Filter, email to the Discordia development group about the development of a "filtering" section
Since the objection has been raised that the "xxyyxx" section would be the only content based section, I wanted to try to explain how I see it differently. As I said last night, though, if you don't find this convincing, then we can drop it. However, since it is important to me, I wanted to at least try to explain.
I don't see this as a content section, but rather as a specific kind of filter. It should not be a kind of modernized "women's section", where only comments specifically related to gender issues are posted. Any kind of subject matter is relevant here - politics, architecture, migration, communication, etc. - but the aim is to refocus the perspective and question the underlying assumptions about who is the intended subject, what kinds of social structures are presumed as givens in a respective context.
For example: Our current dispicable government in Austria recently passed so-called "foreigner integration measures". As I was reading through what these measures entail in the newspaper, with my background of what I know of my friends' and neighbors' (and partly my own) experiences of being a "foreigner" in Austria, it occurred to me that these measures, which include sanctions against "foreigners" who do not successfully complete mandatory (albeit as yet non-existent) German classes, pose a particular hardship for mothers of small children. Women who are not Austrian citizens, who have small children, already get stuck between conflicting regulations (since I have kept US citizenship for my children, I have found myself is some decidedly kafkaesque situations over the years), but this new situation is simply impossible. Consequently, the government is likely to find itself either in the position of executing untenable measures (e.g. splitting up families, contrary to existing family reunification objectives), or else making "exceptions" for young mothers, i.e. they would effectively no longer be legal subjects in their own right, but rather "dependents". The problem that I have with this is not that it is "unfair to (some) women", but rather that I do not want to leave this government, in particular, any scope at all for deciding who is a legal subject and who is not. The reason why I would put a (better informed and better reasoned) story like this into the xxyyxx section, is that I think this issue of government power and legal subjecthood first comes into focus by questioning unarticulated, probably even unconscious assumptions about subjects (i.e. "foreigners" are adult males, all others are "exceptions", Other, in fact).

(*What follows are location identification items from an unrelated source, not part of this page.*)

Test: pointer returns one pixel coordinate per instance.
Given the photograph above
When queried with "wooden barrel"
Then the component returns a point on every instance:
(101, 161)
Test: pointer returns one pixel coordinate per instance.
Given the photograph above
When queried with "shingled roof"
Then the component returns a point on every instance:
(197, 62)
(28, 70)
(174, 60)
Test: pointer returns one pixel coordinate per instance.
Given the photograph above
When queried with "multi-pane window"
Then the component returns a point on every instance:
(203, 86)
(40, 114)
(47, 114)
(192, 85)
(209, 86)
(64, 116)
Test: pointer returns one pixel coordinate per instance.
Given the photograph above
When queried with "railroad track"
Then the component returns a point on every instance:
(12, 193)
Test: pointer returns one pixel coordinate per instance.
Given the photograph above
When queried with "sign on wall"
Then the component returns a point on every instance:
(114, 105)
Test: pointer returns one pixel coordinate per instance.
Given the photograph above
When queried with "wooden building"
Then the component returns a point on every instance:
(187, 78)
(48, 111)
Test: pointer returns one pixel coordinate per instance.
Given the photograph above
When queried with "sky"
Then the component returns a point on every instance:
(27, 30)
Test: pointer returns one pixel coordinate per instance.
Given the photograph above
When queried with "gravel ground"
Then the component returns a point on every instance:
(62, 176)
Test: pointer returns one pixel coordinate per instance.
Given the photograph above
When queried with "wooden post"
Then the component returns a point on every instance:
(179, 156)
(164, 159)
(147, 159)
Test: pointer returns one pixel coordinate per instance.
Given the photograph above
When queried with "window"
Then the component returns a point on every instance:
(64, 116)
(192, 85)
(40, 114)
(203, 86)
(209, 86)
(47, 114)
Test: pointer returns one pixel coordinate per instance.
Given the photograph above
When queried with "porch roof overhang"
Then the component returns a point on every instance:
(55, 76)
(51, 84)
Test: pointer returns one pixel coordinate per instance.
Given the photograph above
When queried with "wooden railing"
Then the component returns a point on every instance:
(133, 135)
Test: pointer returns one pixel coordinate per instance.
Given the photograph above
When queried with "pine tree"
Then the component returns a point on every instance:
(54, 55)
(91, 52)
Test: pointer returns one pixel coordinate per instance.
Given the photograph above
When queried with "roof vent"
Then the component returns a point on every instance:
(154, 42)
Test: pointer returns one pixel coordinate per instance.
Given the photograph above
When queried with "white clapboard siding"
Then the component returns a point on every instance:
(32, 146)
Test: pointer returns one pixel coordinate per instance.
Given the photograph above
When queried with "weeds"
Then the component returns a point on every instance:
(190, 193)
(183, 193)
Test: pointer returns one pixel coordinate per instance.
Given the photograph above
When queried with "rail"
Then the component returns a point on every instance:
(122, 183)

Does this make any sense so far?
The same principle could apply to stories on architecture, for example, where the perspective changes if we question underlying presuppositions about how the framework for people living together is structured, e.g. how the norm of the nuclear family is inscribed in housing, despite the fact that this norm applies to fewer and fewer people. Even where this is not the case in more interesting examples of contemporary architectural projects, it could be interesting to question underlying assumptions about who is imagined as "using" this architecture.
Conversely, issues that may at first appear to be specifically gender issues may be questioned in the same way. Some time ago, a remark about an evident decrease in the number of women speakers/presenters at international conferences took an interesting turn, when we started asking about women's motivations for accepting or declining invitations. At the gender technologies symposium we organized in Linz last year, this turned into a broader discussion of a growing sense of dissatisfaction with conventional symposium formats, although I think that could have been even more fruitful with more input from men.
As I imagine this section - as a kind of "filter" - I think it could be useful in terms of generating links between different threads, a way of interconnecting ideas and topics that only at first seem disparate. Does that sound promising to anyone else, or is it too far-fetched?
I have been trying to think of another title for this section that might clarify the intention, but I am not sure how self-explanatory or inviting any of them might sound. "othering filter" was one that occurred to me, although that might be too vague. "queer perspectives" was another, but that might be too limiting or off-putting. Or maybe a reference to norms, such as "normal is other", or "male, female, other" ...
On the other hand, maybe this whole section should be subsumed in the "questions corner" section. What do others think?